Forty percent of food in the country goes uneaten, and consumers are responsible for more of that waste than grocery stores, restaurants or any other part of the supply chain. Confusing date labels are a major contributor to consumer waste, often misinterpreted as an indicator that food could make them sick and must be tossed.


The companion bills, introduced by Sen. Richard Blumenthal (D-CT) in the Senate and Rep. Chellie Pingree (D-ME) in the House, would establish standard federal rules for the dates on food labels.

The bill comes on the heels of a new national public service campaign from the Natural Resources Defense Council and Ad Council called Save The Food that is designed to combat consumer food waste.

“Contrary to popular belief, expiration date labels often don’t indicate whether food is still safe to eat,” says Dana Gunders, senior scientist at the NRDC. “As a result, we are tossing massive amounts of perfectly good food in the trash—along with all of the water, climate pollution, and money it took to get it to our fridge. This bill will help clarify the true meaning of the dates on food labels, giving consumers a better sense of food’s freshness, so we can keep more on our plates and out of the landfill.”

There are currently no federal rules that set standard ways to date food labels, with the exception of infant formula. State and local rules vary and in most instances, industry practice is to print dates based on the manufacturers’ suggestions for when food is likely to be at its freshest or peak quality.

Studies show that up to 90 percent of Americans are misinterpreting date labels and throwing food away prematurely, under the misconception that it’s necessary to protect their families’ health. But restaurants contribute to the problem as well, with a single restaurant capable of producing 25,000-75,000 pounds of food waste in a year, according to the Green Restaurant Association.

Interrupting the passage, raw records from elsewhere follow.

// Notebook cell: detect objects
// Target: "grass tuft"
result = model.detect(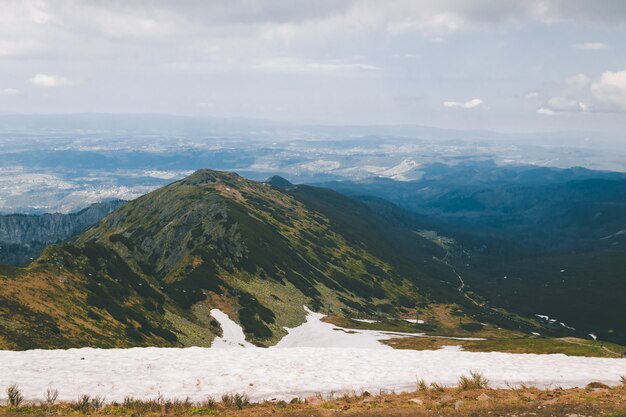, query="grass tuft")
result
[45,388,59,407]
[7,384,24,408]
[459,371,489,391]
[222,393,250,410]
[417,379,428,391]
[430,382,446,392]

The costs of wasted food are heavy. According to NRDC:

• If global food loss and waste was a country, it would have the world’s largest greenhouse gas footprint after the U.S. and China.

• 28 percent of the world’s agricultural land—an area larger than Canada—is used to grow food that never gets eaten.

• In the U.S., 25 percent of our nation’s fresh water goes into producing food that is never eaten.

• Food waste is the single largest component of solid waste in U.S. landfills.